The co-first authors of the JAMA paper are Lilin Lai, MD from Emory's Department of Medicine and Richard Davey, MD, from the NIH Clinical Studies Unit.

A clinical trial testing the ability of this experimental vaccine to prevent Ebola disease recently began in West Africa. The vaccine was developed by Public Health Agency Canada and NewLink Genetics, Inc and has been licensed to Merck. It is a replicating attenuated vesicular stomatitis virus, , called VSVΔG-ZEBOV, with its surface glycoprotein gene replaced by the Zaire Ebola virus glycoprotein gene.

The 44-year old physician from the United States was caring for patients in an Ebola treatment unit in Sierra Leone when he experienced an accidental needle stick on September 26, 2014. Given the concern about a significant risk of potentially lethal Ebola infection, the physician consented to post-exposure vaccination. Forty-three hours after exposure, he boarded a jet for medical evacuation to the United States and received the vaccine.

Starting 12 hours after vaccination, the physician experienced fever and other moderate to severe symptoms such as nausea, chills and muscle aches, and these symptoms diminished over the next three to four days. 

"We don't know if that level of symptoms represents a typical experience with this vaccine," Mulligan says. "We can only describe what happened in this one patient."

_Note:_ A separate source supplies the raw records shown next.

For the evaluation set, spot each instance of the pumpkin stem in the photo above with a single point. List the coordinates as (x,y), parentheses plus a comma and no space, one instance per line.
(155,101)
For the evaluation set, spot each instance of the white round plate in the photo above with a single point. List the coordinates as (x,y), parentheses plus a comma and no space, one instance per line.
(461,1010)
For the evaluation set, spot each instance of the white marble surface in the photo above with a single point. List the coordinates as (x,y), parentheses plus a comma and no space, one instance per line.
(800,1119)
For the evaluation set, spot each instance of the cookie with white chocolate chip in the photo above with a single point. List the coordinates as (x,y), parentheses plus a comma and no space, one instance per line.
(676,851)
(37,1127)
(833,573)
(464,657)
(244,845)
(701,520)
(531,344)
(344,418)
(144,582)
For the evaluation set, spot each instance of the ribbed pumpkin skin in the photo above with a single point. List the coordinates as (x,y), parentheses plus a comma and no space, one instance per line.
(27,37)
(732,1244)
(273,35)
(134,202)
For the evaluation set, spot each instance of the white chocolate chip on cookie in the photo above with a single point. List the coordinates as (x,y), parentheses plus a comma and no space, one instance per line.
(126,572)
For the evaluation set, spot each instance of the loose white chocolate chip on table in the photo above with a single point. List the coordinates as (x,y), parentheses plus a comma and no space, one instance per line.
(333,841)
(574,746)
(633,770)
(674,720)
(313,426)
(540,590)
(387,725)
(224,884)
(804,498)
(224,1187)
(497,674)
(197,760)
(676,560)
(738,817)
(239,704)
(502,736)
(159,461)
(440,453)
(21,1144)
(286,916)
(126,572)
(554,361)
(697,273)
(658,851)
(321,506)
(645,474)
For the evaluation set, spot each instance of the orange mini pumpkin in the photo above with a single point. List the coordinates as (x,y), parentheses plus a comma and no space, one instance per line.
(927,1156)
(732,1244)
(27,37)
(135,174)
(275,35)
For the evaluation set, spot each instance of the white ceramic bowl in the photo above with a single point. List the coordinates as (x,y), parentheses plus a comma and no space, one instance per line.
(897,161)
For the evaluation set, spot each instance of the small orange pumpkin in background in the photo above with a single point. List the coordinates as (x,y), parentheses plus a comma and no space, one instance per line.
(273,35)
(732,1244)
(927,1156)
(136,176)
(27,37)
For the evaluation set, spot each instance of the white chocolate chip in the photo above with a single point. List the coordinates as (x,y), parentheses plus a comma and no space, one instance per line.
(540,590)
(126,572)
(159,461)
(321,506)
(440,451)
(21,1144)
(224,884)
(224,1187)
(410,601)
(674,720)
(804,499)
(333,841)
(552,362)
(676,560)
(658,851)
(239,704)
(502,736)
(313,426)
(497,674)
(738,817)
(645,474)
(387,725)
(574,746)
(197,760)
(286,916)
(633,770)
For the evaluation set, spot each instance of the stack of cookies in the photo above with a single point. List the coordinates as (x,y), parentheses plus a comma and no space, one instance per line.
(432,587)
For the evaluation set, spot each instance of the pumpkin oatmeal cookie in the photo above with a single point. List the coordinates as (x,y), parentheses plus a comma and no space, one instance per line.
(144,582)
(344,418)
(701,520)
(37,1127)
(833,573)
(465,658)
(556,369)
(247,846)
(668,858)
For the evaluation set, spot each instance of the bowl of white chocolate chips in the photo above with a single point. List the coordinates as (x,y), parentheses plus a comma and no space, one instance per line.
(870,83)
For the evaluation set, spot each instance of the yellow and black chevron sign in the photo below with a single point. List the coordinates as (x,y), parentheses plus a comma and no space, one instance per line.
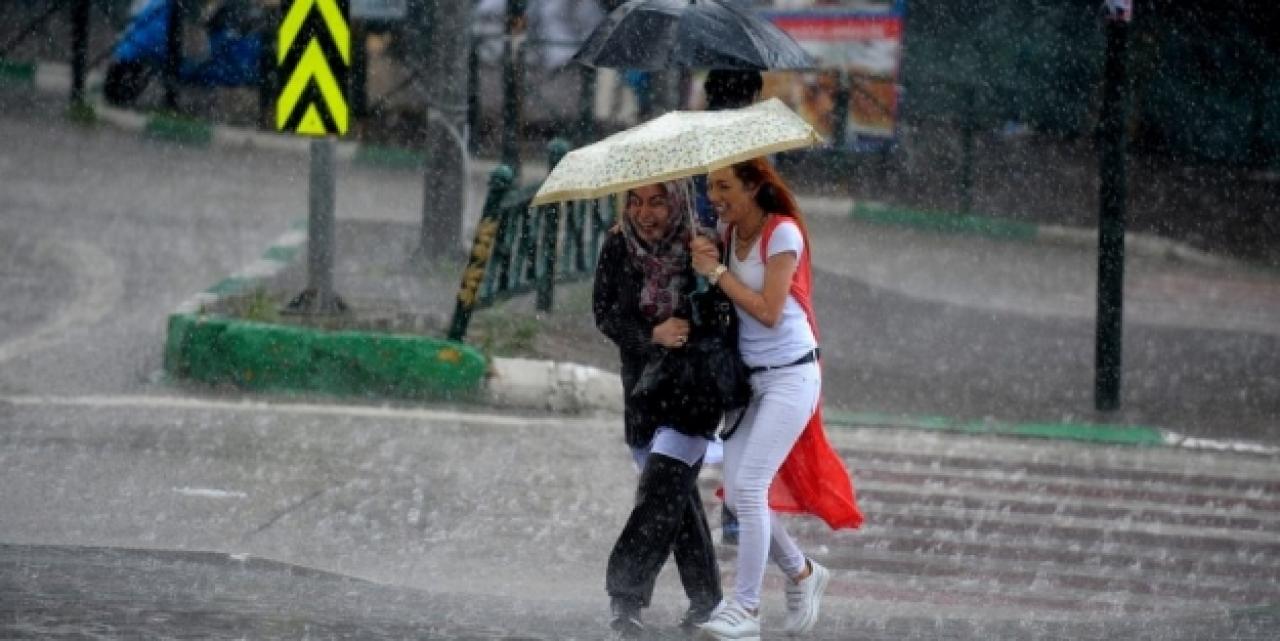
(314,55)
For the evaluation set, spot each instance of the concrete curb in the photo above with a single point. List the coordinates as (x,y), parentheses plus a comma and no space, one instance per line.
(1005,229)
(261,356)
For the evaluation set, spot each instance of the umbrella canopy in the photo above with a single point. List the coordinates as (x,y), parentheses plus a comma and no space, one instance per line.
(693,35)
(675,145)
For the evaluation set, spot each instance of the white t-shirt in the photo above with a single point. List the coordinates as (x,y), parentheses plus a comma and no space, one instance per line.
(791,338)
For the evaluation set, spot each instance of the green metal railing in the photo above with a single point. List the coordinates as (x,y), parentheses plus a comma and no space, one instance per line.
(520,250)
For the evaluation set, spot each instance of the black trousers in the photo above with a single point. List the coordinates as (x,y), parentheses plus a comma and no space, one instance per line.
(667,518)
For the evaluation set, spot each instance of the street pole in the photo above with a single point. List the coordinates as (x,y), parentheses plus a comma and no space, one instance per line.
(512,85)
(80,50)
(1112,191)
(444,179)
(319,297)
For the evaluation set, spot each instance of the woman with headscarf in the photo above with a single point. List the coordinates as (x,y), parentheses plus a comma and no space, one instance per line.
(640,302)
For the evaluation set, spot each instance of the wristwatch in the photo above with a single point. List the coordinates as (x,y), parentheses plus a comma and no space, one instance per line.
(716,274)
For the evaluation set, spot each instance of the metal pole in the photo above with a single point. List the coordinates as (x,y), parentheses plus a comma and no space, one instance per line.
(173,53)
(80,50)
(444,181)
(319,297)
(359,69)
(1111,221)
(968,127)
(586,106)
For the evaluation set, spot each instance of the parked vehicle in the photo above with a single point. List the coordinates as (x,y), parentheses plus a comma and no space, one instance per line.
(232,60)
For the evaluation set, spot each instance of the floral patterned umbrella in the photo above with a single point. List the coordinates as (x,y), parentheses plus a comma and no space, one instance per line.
(675,145)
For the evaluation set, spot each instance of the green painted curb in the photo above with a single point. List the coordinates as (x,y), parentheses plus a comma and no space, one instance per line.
(263,357)
(389,158)
(946,221)
(178,129)
(17,73)
(1086,433)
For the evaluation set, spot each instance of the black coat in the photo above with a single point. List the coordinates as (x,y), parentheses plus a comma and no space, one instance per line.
(616,303)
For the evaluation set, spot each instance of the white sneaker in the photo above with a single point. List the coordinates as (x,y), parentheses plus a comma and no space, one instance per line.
(731,622)
(803,600)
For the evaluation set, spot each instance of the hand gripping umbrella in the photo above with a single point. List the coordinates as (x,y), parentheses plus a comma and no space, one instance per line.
(653,35)
(675,145)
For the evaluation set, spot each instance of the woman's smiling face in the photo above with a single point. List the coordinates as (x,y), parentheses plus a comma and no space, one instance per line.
(730,196)
(649,211)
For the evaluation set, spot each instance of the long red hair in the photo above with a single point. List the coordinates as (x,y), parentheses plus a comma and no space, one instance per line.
(773,195)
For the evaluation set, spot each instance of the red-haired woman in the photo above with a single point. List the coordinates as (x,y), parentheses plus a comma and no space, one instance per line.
(778,458)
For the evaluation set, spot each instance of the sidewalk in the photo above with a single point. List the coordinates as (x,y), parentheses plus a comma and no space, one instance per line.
(922,326)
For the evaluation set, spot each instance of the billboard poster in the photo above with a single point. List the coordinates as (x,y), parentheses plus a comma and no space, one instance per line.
(862,40)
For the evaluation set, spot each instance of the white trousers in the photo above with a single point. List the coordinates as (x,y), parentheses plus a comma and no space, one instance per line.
(782,403)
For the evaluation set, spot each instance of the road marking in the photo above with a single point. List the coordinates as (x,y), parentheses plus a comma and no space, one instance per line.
(146,402)
(97,288)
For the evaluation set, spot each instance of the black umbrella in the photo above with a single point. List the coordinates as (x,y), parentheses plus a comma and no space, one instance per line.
(693,35)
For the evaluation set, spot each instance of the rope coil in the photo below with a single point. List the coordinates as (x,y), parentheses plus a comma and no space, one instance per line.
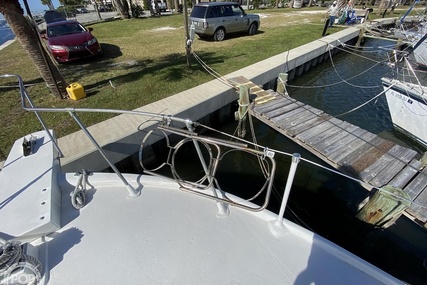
(13,260)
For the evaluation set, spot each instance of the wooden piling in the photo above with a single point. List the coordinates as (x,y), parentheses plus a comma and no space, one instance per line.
(385,206)
(240,115)
(281,81)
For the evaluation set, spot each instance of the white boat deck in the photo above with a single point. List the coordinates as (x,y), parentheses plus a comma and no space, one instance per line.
(169,236)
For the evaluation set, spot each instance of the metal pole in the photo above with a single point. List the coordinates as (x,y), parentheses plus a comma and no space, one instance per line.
(133,193)
(223,210)
(187,35)
(276,226)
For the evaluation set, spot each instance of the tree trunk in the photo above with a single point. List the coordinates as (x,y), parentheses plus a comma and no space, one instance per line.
(28,38)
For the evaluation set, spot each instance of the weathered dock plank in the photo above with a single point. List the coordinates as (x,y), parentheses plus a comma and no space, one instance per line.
(417,189)
(417,185)
(406,174)
(352,150)
(306,113)
(311,134)
(277,114)
(290,110)
(305,125)
(387,166)
(334,141)
(272,105)
(354,141)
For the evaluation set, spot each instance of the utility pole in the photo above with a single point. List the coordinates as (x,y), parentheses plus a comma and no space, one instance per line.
(187,35)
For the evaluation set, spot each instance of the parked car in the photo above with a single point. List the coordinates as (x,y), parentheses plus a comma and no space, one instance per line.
(70,40)
(216,19)
(54,16)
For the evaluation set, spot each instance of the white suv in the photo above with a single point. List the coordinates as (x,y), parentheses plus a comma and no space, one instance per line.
(220,18)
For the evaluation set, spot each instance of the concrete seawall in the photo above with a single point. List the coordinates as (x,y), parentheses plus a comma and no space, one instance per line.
(120,137)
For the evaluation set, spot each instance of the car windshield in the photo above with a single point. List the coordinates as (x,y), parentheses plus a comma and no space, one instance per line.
(59,30)
(198,12)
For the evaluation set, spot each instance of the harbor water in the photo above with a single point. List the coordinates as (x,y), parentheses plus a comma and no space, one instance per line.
(325,202)
(320,200)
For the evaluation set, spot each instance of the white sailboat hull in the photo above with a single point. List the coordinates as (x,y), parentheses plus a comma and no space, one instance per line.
(408,107)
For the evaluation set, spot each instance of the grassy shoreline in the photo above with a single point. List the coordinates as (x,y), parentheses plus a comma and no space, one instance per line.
(145,61)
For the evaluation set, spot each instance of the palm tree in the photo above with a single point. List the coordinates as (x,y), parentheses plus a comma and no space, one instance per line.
(30,42)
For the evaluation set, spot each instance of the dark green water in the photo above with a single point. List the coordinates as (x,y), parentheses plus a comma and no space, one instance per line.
(320,200)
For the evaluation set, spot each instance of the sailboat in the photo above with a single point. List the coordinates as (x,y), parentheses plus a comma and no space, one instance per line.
(114,228)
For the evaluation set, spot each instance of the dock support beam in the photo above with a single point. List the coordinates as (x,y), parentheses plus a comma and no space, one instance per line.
(281,83)
(385,207)
(277,227)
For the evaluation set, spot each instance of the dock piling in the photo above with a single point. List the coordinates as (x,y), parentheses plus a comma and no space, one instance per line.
(385,206)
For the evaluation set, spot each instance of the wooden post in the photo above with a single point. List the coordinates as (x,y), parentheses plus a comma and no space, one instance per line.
(240,115)
(281,81)
(384,206)
(361,37)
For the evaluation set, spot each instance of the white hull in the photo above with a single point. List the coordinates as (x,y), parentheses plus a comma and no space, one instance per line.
(408,107)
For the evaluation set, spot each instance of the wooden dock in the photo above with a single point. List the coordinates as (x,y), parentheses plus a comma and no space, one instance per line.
(348,148)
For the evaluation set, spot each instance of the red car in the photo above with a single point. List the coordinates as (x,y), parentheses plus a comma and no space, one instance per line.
(70,40)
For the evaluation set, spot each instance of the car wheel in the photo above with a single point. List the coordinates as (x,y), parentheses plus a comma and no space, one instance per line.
(253,29)
(219,34)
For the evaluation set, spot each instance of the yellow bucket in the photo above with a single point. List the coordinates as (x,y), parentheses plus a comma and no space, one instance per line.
(76,91)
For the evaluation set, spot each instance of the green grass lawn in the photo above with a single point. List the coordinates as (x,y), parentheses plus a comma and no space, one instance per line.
(144,61)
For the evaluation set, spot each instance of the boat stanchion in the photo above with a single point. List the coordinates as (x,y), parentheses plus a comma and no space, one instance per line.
(133,193)
(276,226)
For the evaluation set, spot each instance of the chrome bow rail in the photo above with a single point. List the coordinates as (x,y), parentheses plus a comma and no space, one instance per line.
(213,145)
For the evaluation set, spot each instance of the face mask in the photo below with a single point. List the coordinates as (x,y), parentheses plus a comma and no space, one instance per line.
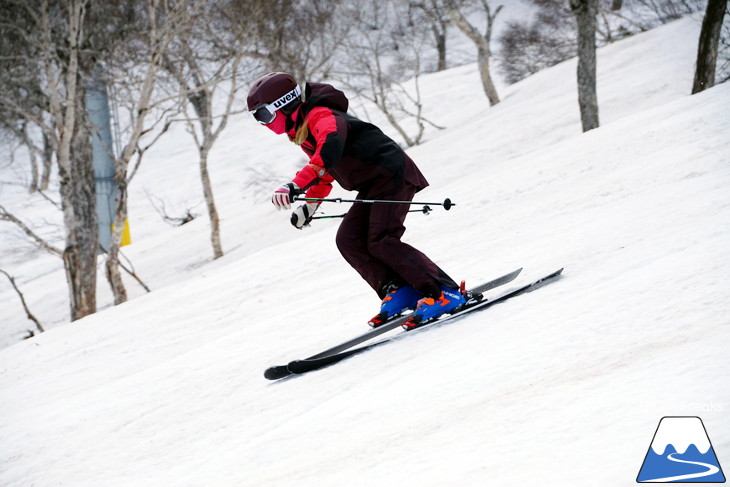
(278,125)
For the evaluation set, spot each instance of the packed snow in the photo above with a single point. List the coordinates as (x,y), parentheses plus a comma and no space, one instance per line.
(562,386)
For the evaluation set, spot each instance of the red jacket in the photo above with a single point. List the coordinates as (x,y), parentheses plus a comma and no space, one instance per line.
(342,148)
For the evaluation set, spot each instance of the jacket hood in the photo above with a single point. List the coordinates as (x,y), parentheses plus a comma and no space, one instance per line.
(324,95)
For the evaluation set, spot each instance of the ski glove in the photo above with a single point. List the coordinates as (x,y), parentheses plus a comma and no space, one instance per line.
(301,217)
(283,196)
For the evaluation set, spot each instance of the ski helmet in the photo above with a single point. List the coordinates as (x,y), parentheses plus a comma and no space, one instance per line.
(272,92)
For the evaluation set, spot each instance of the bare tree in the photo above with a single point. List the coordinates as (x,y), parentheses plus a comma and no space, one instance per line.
(436,15)
(163,23)
(205,63)
(59,44)
(300,37)
(383,52)
(28,313)
(585,14)
(481,40)
(708,45)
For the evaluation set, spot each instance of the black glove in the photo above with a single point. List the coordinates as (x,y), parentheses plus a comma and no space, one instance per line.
(301,217)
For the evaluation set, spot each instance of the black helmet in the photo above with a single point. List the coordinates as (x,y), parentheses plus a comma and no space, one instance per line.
(272,92)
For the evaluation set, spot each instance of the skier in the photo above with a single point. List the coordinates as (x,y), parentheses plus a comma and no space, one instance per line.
(360,157)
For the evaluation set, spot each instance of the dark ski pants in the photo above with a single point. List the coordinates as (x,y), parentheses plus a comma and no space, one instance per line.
(369,239)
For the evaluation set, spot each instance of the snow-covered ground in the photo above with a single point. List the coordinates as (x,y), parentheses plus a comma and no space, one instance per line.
(563,386)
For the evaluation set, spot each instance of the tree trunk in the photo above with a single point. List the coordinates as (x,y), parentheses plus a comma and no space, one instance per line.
(439,34)
(47,162)
(482,43)
(78,201)
(215,231)
(707,49)
(113,274)
(484,72)
(585,14)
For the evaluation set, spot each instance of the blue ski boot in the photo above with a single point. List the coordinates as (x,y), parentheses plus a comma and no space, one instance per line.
(397,301)
(429,309)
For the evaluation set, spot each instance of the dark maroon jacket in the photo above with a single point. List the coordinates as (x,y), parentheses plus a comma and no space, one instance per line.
(356,154)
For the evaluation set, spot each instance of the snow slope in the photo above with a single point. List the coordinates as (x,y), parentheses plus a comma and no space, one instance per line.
(563,386)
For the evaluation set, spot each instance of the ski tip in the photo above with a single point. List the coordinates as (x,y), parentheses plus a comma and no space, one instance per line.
(277,372)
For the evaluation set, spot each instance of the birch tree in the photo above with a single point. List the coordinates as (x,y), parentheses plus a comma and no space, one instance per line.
(708,45)
(482,41)
(585,14)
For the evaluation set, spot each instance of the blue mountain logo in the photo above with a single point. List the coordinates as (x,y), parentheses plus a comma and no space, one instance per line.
(681,452)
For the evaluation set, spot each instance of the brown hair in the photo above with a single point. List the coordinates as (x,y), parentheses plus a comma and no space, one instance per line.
(302,134)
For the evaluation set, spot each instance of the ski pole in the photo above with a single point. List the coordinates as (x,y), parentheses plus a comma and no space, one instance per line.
(425,210)
(447,204)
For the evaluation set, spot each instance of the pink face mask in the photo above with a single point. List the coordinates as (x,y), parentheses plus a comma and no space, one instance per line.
(278,125)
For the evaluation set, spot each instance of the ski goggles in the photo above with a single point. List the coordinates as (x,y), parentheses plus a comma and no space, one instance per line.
(266,114)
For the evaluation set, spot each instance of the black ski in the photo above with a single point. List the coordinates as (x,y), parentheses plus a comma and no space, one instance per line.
(280,371)
(308,365)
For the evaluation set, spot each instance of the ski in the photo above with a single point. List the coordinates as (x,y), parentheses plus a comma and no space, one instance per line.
(280,371)
(308,365)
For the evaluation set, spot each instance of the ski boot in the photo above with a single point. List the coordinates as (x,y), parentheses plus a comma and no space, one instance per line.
(429,309)
(397,301)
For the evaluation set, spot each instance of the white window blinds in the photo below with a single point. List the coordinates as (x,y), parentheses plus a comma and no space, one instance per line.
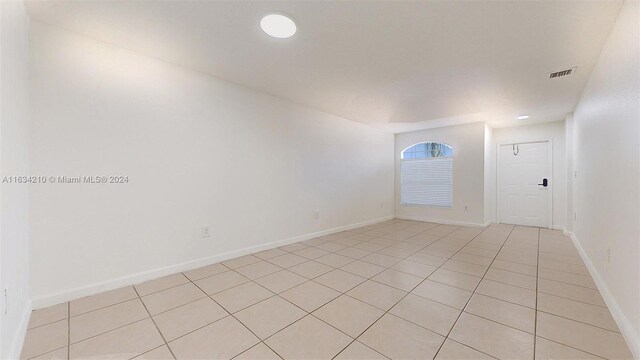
(427,182)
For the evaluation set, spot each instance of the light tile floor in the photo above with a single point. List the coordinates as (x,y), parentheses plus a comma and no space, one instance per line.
(399,290)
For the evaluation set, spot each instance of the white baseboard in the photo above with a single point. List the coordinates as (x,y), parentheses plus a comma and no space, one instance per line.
(91,289)
(443,221)
(624,324)
(20,334)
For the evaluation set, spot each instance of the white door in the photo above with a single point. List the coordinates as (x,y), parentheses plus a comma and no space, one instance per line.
(524,184)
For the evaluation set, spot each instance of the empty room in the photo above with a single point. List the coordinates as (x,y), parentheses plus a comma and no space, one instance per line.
(320,179)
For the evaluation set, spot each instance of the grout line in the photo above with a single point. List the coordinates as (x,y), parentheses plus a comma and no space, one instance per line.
(408,292)
(68,330)
(154,324)
(535,318)
(473,292)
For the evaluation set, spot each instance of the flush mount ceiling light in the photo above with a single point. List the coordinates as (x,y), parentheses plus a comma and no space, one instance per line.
(278,26)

Blood PCR (polymerase chain reaction) tests detected the vescular stomatitis virus nucleoprotein gene and the Ebola virus glycoprotein gene, both included in the vaccine, but not the Ebola virus nucleoprotein gene, not in the vaccine. Antibodies and T cells were detected against the Ebola virus glycoprotein but not other Ebola proteins.

This indicates that the physician's immune system was responding to the components of the vaccine, not to live Ebola virus, Mulligan says.  There was no evidence of infection with the Ebola virus, and the most likely explanation was that he did not become infected with Ebola as a result of his needlestick exposure, he says.

The research was supported by the Georgia Research Alliance, the National Center for Advancing Translational Sciences (UL1TR000454), the National Institute of Allergy and Infectious Diseases (T32AI074492 and intramural research program).